A man called Alban, believed to have been a Romano-British citizen of the Roman town of Verulamium around the end of the 3rd century, gave shelter to an itinerant Christian priest, later called Amphibalus.
Impressed by what he heard Alban was converted to Christianity by him.
When a period of persecution, ordered by the Emperor, brought soldiers in search of the priest, Alban exchanged clothes with him allowing him to escape and it was Alban who was arrested in his place.
Standing trial and asked to prove his loyalty by making offerings to the Roman gods, Alban bravely declared his faith in "the true and living God who created all things". This statement condemned Alban to death. He was led out of the city, across the river and up a hillside where he was beheaded.

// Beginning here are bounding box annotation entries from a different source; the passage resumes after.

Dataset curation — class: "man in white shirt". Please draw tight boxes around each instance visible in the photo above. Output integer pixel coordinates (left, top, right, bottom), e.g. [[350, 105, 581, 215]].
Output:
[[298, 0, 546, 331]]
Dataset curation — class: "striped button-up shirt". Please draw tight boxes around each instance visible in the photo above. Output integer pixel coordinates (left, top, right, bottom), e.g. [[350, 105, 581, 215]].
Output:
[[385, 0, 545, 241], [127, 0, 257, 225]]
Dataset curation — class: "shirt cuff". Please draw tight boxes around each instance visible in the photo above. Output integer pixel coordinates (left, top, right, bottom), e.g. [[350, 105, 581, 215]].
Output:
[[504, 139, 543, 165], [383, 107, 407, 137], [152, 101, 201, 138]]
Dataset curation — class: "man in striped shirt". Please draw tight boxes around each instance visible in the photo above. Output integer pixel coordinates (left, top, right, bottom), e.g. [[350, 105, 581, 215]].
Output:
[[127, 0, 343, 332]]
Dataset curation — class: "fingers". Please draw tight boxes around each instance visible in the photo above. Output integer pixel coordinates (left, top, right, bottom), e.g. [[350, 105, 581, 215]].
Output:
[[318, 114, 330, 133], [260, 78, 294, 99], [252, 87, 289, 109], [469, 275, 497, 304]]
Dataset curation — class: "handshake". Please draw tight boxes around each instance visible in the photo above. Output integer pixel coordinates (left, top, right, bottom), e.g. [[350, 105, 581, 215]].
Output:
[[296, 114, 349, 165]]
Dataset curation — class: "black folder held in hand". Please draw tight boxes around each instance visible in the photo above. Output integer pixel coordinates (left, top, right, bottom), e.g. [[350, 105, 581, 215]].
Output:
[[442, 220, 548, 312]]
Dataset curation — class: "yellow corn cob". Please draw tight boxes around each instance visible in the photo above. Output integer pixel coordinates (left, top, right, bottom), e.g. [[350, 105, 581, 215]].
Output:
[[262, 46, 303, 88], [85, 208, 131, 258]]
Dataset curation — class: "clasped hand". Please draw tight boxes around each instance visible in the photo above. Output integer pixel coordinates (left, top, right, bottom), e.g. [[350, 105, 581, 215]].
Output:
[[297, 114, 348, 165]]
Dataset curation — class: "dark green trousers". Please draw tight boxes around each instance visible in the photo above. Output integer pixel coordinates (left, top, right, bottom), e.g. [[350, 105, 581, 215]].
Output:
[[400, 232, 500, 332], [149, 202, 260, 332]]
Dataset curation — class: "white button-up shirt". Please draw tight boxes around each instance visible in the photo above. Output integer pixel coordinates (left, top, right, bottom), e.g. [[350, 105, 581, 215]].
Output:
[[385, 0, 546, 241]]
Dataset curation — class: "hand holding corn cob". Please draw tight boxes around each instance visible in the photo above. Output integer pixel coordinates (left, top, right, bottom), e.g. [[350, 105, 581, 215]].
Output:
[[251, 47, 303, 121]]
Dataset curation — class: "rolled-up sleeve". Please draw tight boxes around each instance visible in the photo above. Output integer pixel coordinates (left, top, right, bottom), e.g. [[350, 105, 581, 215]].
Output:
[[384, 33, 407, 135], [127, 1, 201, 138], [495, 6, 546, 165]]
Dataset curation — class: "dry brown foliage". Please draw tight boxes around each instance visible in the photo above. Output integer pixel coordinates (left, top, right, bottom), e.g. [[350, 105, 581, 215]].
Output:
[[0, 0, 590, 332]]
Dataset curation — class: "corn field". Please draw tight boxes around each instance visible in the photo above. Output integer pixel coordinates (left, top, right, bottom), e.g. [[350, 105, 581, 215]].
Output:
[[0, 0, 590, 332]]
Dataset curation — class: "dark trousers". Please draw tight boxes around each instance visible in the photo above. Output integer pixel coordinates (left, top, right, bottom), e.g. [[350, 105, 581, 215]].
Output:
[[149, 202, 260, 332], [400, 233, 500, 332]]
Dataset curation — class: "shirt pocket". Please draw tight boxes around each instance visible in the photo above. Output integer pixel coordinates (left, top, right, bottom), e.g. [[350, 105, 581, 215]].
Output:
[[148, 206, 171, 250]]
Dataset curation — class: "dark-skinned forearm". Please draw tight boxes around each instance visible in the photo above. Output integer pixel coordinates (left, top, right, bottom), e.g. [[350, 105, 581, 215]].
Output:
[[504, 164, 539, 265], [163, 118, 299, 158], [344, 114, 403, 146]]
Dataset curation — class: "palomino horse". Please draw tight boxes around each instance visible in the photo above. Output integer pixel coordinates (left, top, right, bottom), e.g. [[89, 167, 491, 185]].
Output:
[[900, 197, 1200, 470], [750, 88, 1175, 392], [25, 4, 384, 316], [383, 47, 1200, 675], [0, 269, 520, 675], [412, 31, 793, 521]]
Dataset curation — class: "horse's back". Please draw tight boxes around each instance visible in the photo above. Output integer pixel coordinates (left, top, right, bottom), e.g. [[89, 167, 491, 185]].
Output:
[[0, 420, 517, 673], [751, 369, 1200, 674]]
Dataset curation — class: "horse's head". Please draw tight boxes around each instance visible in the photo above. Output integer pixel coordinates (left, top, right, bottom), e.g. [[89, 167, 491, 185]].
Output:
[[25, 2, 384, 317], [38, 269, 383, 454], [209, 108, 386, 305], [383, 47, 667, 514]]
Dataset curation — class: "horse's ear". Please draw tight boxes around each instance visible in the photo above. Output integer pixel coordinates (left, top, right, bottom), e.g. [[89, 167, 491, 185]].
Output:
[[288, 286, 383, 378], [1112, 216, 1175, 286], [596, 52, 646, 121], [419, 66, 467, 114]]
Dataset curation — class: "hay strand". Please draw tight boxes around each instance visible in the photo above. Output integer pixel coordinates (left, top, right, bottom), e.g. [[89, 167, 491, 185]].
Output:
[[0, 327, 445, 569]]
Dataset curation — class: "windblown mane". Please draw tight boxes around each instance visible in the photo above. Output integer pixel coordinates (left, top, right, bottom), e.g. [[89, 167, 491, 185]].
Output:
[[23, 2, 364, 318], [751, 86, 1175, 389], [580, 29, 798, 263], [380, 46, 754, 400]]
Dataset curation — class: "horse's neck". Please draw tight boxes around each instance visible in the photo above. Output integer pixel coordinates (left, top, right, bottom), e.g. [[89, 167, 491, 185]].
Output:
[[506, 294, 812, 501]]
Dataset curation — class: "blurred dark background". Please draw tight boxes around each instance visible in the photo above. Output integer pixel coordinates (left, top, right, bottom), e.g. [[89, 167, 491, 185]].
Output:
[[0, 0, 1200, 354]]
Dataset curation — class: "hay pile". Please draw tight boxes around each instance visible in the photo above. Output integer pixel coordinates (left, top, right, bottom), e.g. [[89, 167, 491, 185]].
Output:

As with all good stories the legend grew with time. Bede, writing in the 8th century elaborates the story, adding that the river miraculously divided to let him pass and a spring of water appeared to provide a drink for the saint. He also adds that the executioner's eyes dropped out as he beheaded the saint, a detail that has often been depicted with relish since. At the time of Bede there was a church and shrine near the spot, pilgrims travelled to visit, and it became an established place of healing. He describes the hill as "adorned with wild flowers of every kind" and as a spot "whose natural beauty had long fitted it as a place to be hallowed by the blood of a blessed martyr".
The parish church in Earsdon takes St. Alban has its patron because the original church was built by monks from Tynemouth Priory whose mother house was St. Alban's abbey - hence the link between the two places.